98	Method: MEMCPY	Elapsed: 0.69471	MiB: 4096.00000	Copy: 5896.002 MiB/s
99	Method: MEMCPY	Elapsed: 0.69302	MiB: 4096.00000	Copy: 5910.406 MiB/s
AVG	Method: MEMCPY	Elapsed: 0.69311	MiB: 4096.00000	Copy: 5909.561 MiB/s

On default configuration average value of copying data took 5909 MB/s. (BTW, I don’t like unit MiB). Let’s find out how it looks like after change. I enabled in BIOS XMP option and I’ve chosen frequency 2800.

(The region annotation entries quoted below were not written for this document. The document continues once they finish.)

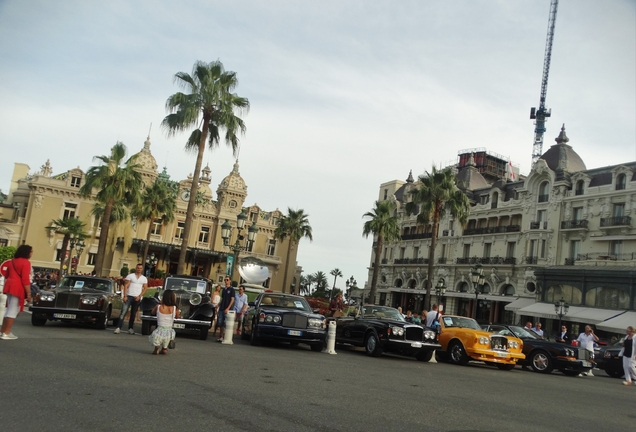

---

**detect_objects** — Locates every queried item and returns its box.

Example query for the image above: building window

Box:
[62,202,77,219]
[267,239,278,258]
[199,226,210,243]
[539,182,550,202]
[616,174,627,190]
[174,221,185,240]
[150,219,163,235]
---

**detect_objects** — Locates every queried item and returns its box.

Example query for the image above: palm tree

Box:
[134,177,178,263]
[329,268,342,300]
[46,217,86,277]
[161,60,250,274]
[406,166,470,310]
[79,141,143,276]
[274,208,314,292]
[362,201,400,302]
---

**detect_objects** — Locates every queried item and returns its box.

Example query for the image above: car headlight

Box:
[190,293,203,306]
[307,318,325,328]
[82,297,99,306]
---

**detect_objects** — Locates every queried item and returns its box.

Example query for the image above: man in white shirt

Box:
[115,264,148,334]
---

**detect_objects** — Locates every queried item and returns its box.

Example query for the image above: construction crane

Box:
[530,0,559,165]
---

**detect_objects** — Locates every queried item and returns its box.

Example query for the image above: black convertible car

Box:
[330,305,441,361]
[241,293,327,351]
[482,324,594,376]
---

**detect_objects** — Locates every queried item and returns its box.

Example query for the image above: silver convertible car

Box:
[30,276,123,329]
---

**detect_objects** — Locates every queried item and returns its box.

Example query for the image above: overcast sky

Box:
[0,0,636,287]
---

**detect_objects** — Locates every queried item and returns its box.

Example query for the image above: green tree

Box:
[133,177,179,263]
[406,166,470,310]
[162,61,250,274]
[80,141,143,276]
[329,268,342,300]
[362,201,400,302]
[274,208,314,292]
[46,217,87,277]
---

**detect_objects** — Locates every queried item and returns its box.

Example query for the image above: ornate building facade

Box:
[0,138,300,291]
[369,128,636,338]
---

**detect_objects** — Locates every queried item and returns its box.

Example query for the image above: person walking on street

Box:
[0,245,33,340]
[620,326,636,385]
[576,326,598,376]
[234,285,247,334]
[115,264,148,334]
[216,276,235,342]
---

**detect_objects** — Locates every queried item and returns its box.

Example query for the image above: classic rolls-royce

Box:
[329,305,441,361]
[141,275,216,340]
[437,315,526,370]
[483,324,593,376]
[241,293,326,351]
[30,275,123,329]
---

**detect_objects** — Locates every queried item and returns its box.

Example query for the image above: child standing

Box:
[148,290,179,354]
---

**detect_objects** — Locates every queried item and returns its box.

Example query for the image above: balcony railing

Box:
[530,221,548,229]
[464,225,521,235]
[561,219,587,229]
[601,216,632,228]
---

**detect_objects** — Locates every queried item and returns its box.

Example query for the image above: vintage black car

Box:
[30,276,123,329]
[594,339,625,378]
[330,305,441,361]
[241,293,326,351]
[482,324,594,376]
[141,275,216,340]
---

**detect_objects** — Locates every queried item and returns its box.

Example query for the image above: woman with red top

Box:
[0,245,33,340]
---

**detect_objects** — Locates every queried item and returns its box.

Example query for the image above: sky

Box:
[0,0,636,287]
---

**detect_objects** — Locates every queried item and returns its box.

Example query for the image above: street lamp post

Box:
[554,297,570,332]
[435,278,446,313]
[221,210,258,279]
[471,263,486,319]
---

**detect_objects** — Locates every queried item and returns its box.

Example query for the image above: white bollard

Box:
[0,293,7,323]
[222,311,236,345]
[323,321,337,354]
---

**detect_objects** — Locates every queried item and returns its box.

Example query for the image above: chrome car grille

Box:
[490,335,508,351]
[404,327,424,342]
[55,293,80,309]
[283,313,307,328]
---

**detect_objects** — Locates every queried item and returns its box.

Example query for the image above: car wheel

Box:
[250,324,260,346]
[364,332,382,357]
[415,351,433,362]
[497,363,515,370]
[530,351,554,373]
[31,314,46,327]
[448,341,468,366]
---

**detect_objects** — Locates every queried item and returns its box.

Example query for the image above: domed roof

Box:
[541,125,587,173]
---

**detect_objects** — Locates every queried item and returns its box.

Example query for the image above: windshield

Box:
[164,277,207,294]
[59,276,112,292]
[259,294,311,312]
[362,306,404,321]
[442,316,481,330]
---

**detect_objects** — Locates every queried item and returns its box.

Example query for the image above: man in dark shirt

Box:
[216,276,235,342]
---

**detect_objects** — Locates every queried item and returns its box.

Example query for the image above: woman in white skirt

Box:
[148,290,179,354]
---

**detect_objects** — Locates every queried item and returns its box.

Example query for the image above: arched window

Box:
[585,287,629,309]
[545,285,583,306]
[539,181,550,202]
[574,180,585,195]
[616,174,627,190]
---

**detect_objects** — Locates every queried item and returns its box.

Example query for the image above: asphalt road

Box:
[0,313,636,432]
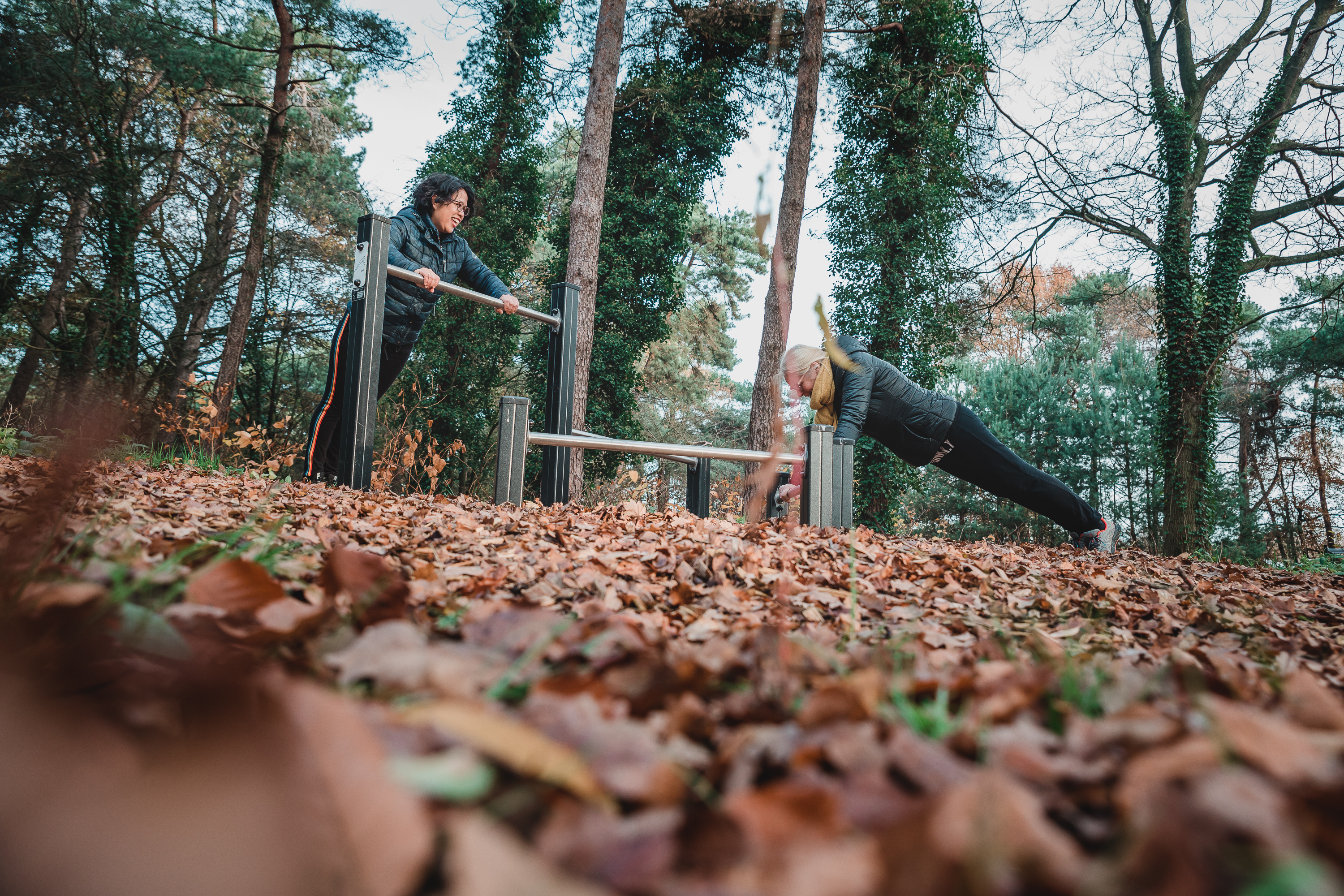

System recognised and confirmed change:

$ sudo dmidecode --type 17 | grep -E '(Speed|Rank)'
Speed: 2800 MHz
Rank: 2
Configured Clock Speed: 1400 MHz
Speed: 2800 MHz
Rank: 1
Configured Clock Speed: 1400 MHz
Speed: 2800 MHz
Rank: 2
Configured Clock Speed: 1400 MHz
Speed: 2800 MHz
Rank: 1
Configured Clock Speed: 1400 MHz

And again I made the same test:

$ mbw -n 100 -t0 4096
Long uses 8 bytes. Allocating 2*536870912 elements = 8589934592 bytes of memory.
Getting down to business... Doing 100 runs per test.
0	Method: MEMCPY	Elapsed: 0.60536	MiB: 4096.00000	Copy: 6766.255 MiB/s
1	Method: MEMCPY	Elapsed: 0.60810	MiB: 4096.00000	Copy: 6735.701 MiB/s
2	Method: MEMCPY	Elapsed: 0.60853	MiB: 4096.00000	Copy: 6730.930 MiB/s
...
98	Method: MEMCPY	Elapsed: 0.60794	MiB: 4096.00000	Copy: 6737.540 MiB/s
99	Method: MEMCPY	Elapsed: 0.60724	MiB: 4096.00000	Copy: 6745.263 MiB/s
AVG	Method: MEMCPY	Elapsed: 0.60777	MiB: 4096.00000	Copy: 6739.396 MiB/s

According to data, after change frequency, function memcpy() is able copy ~800MB more in the same time. The time has come to answer on questions. Is it better result? Obvious – yes. Do I feel that desktop work faster? Truly – no. First, machine contains many units: CPU, GPU, RAM, disks and other. They cooperate together. If any of them is bottleneck then boosting the weakest link always have sense. Does RAM might be bottleneck? Answer is – as always – it depends. If you don’t have a lot memory and your desktop is swapping memory, overclocking RAM doesn’t help. Even if you have the fastest RAM but you read data from slow disk then memory is filled slowly. You can see gain of change only when you work with huge amount of data, stored in memory, otherwise it’s only a feature which nice to have.